Yang sangat terkenal
adalah jurus mabuk, ala Jackie Chan di film Drunken Master.
Sangat banyak ragam
minuman keras dapat ditemukan di China. beberapa jenis yang populer diantaranya
adalah — Mao Tai jiu, Gao Liang jiu, Da
Gu jiu, Fen jiu dan Hua Diao jiu.
Semakin tua umur jiu ini semakin mahal harganya karena dipercaya semakin tinggi
kualitasnya. Tak jarang ditawarkan jiu yang sudah berumur puluhan
tahun.
Nah, orang muslim di China
sangat jarang yang tidak minum pijiu
ini. Bahkan restoran muslim juga menyediakannya.

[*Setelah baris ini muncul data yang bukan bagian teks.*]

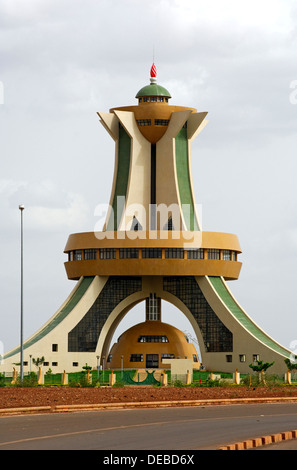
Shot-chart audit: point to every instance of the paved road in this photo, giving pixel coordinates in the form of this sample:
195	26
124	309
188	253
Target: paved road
147	429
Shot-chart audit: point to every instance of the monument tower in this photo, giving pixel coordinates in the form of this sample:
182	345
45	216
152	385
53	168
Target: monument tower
152	248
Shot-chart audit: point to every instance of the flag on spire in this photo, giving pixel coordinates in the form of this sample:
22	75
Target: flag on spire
153	71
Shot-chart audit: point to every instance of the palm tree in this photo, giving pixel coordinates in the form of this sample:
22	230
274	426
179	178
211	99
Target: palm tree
261	367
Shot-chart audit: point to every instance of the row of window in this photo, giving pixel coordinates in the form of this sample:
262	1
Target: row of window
169	253
153	99
148	122
242	358
139	357
152	339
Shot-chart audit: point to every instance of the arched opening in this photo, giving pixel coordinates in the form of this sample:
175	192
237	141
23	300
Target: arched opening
170	315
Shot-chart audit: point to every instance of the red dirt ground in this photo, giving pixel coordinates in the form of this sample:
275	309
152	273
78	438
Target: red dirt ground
15	397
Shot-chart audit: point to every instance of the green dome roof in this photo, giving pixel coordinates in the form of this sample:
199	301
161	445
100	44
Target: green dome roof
153	90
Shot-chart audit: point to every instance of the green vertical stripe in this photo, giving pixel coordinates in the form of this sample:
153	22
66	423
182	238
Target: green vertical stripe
183	179
123	167
242	318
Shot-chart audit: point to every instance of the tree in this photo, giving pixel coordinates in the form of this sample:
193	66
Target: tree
261	367
38	361
290	365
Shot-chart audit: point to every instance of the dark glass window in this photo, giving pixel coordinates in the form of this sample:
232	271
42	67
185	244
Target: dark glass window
84	336
152	252
196	253
226	255
107	253
144	122
174	253
161	122
90	253
136	358
153	339
213	253
128	253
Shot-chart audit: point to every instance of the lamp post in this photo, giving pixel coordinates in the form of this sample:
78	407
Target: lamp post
21	207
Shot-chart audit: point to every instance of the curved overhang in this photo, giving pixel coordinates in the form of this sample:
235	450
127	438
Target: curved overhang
174	254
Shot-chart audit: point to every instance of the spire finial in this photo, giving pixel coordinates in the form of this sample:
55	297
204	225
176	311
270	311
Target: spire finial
153	73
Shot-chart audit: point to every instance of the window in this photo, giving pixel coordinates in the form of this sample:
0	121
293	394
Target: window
174	253
213	254
107	253
161	122
167	356
135	224
128	253
136	358
143	122
153	339
153	308
84	336
195	253
90	253
226	255
77	255
152	252
152	361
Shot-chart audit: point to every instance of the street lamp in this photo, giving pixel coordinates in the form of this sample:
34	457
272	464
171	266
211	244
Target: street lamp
21	207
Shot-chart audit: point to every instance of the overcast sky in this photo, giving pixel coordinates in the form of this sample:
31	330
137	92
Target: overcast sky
61	61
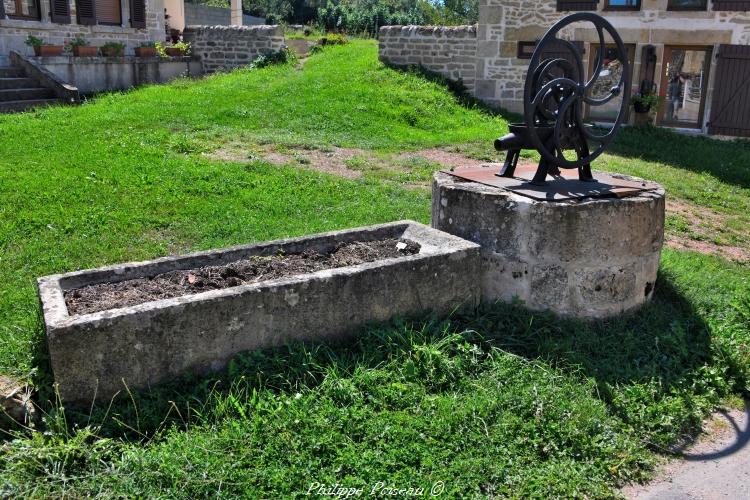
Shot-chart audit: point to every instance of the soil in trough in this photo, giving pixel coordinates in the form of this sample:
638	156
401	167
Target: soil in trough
94	298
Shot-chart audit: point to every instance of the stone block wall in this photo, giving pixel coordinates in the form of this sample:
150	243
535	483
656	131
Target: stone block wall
505	23
197	14
449	51
13	32
499	73
222	48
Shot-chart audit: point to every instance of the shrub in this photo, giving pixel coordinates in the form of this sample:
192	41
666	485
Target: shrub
33	41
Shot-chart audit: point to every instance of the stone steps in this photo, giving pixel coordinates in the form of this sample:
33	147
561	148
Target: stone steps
19	93
26	104
17	83
11	72
24	94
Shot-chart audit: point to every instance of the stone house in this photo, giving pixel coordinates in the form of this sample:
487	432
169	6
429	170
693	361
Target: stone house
27	81
98	21
694	53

Dua kali mengikuti acara dinner yang diselenggarakan Prof. Maluyi, beliau
tetap minum pijiu walaupun beliau
muslim. di awal dinner kita harus berani bilang pada tuan rumah atau yang
mengundang kalau kita seorang muslim, tidak minum pijiu atau minumal
beralkohol.
Seandainya pas di
restoran non-muslim kita juga bisa bilang tidak makan daging babi/pork atau
dalam China disebut zhurou (rou=
daging). Termasuk khawatir dengan sajian daging, baik ayam maupun sapi, kita bisa
memilih makanan berupa sayuran atau ikan. Itu sebuah saran dari seorang teman China
muslim yang sholih.
Selama dinner inilah
hampir tiap saat mahasiswa atau junior mengajak bersulang Profesor atau
seniornya. 2-3 jam dihabiskan untuk bersulang. Berbotol-botol pijiu habis. Akhirnya malah makanan tersisa
banyak. Sangat mubadzir.
Bagiku saat tragis
adalah saat dinner di restoran muslim kemudian ada acara ganbei dengan pijiu. Aku
menolak sampai bilang kalau di Indonesia, Malaysia minuman beralkohol dilarang
dijual bebas. Bukan bagian dari budaya kami. Disamping itu sebagai muslim juga
sangat dilarang. Baru mereka paham.
Akhirnya aku pilih minuman
teh atau orange juice atau soft drink coca-cola/sprite.
Sungguh tragis saat ada
2 pilihan teh dan pijiu di restoran muslim yang ada hiasan kaligrafi Al-Qur’an.
Saat mengetahui ini,
jadi dapat pembelajaran berharga. Pembelajaran bagaimana mengambil sikap sesuai
kepribadian kita, dalam menghadapi 2 hal yang berbeda walaupun itu ada di
lingkungan yang sama dengan kita. Apalagi saat kita sendirian dalam lingkungan
yang sangat berbeda, terutama berbeda dengan keyakinan/aqidah kita.
Semoga bermanfaat tulisan sederhana ini!